Evaluating the temperature dependence of δ44/40Ca along with δ18O, Mg/Ca, and Sr/Ca in calcite tests of multiple foraminifera species

Abstract

Preserved biomineral chemical compositions serve as valuable tools in constructing proxies for reconstructing past climates. A persistent effort exists to enhance and innovate temperature proxies, ensuring a comprehensive understanding of historical temperature variability—a vital Earth System parameter. Calcium isotopes (δ44/40Ca) in foraminifera have been debated to be sensitive to temperature and requires further refinement. In this study we present a comprehensive assessment of δ44/40Ca temperature sensitivity in foraminifera by utilizing concurrent δ44/40Ca, δ18O, Mg/Ca, and Sr/Ca ratios data on same samples. These coupled isotopic and elemental ratios were determined across various foraminifera species, including benthic (C. wuellerstorfi), thermocline planktic (G. truncatulinoides, G. inflata), and mixed layer planktic (G. ruber, G. bulloides, O. universa, G. siphonifera) from core-top and sediment trap samples from the Atlantic Ocean.
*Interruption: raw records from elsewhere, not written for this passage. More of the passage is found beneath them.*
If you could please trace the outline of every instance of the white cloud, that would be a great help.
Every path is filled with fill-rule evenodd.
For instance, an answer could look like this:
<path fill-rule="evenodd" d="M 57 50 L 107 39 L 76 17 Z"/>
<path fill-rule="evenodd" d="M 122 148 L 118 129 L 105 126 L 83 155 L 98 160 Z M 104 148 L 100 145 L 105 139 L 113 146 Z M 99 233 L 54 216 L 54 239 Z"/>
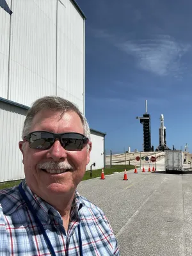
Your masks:
<path fill-rule="evenodd" d="M 179 77 L 184 67 L 180 58 L 190 45 L 179 43 L 169 36 L 154 40 L 127 41 L 115 45 L 135 58 L 137 66 L 158 76 L 173 75 Z"/>

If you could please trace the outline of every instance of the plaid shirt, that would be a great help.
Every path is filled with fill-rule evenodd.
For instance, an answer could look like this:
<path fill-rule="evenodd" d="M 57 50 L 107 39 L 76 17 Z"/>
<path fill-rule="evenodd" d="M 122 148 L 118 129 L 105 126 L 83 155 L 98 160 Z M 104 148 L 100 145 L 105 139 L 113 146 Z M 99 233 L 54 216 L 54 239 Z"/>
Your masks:
<path fill-rule="evenodd" d="M 76 191 L 67 234 L 60 213 L 22 181 L 56 255 L 79 255 L 81 221 L 83 256 L 119 255 L 117 241 L 103 212 Z M 18 186 L 0 191 L 0 255 L 46 256 L 51 253 Z"/>

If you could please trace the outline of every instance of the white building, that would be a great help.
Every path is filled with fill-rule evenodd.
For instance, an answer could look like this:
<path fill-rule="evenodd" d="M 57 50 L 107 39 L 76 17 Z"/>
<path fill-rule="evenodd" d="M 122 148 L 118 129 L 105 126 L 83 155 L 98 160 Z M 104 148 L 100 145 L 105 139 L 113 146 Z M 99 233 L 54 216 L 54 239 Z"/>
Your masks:
<path fill-rule="evenodd" d="M 84 113 L 85 17 L 74 0 L 0 0 L 0 20 L 1 182 L 24 177 L 18 142 L 36 99 L 61 96 Z M 95 136 L 91 161 L 100 168 L 104 141 L 92 132 L 95 145 Z"/>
The δ44/40Ca -T calibration included calcification temperatures derived from both δ18O and Mg/Ca, utilizing established δ18O -T and Mg/Ca-T relationships. The temperature sensitivity of δ44/40Ca in foraminifera is 0.042–0.058 ‰/°C using all species data from published work and this study (except data from <3 °C habitat temperature). We report foraminifera δ44/40Ca and temperature relationships: δ44/40Ca (‰) = 0.042 × T (°C) + 0.289 (r2 = 0.80, p < 0.0001), using temperatures derived from δ18O and Mg/Ca, respectively. Furthermore, we introduce a novel paleotemperature equation for foraminifera, employing a multi-regression approach that combines two temperature proxies, δ44/40Ca and Mg/Ca: SST (°C) = (9 ± 2.6) × δ44/40Ca + (3.28 ± 0.63) × Mg/Ca - (2.89 ± 1.09). This multi-proxy approach can mitigate the uncertainty associated with individual proxy measurements and allows cross-validation. Application of this multi-proxy relationship to an East Atlantic Site (GeoB1112) yields a glacial-interglacial temperature change of 4.2 ± 0.93 °C between MIS 1 and MIS 3 which is in agreement with published work.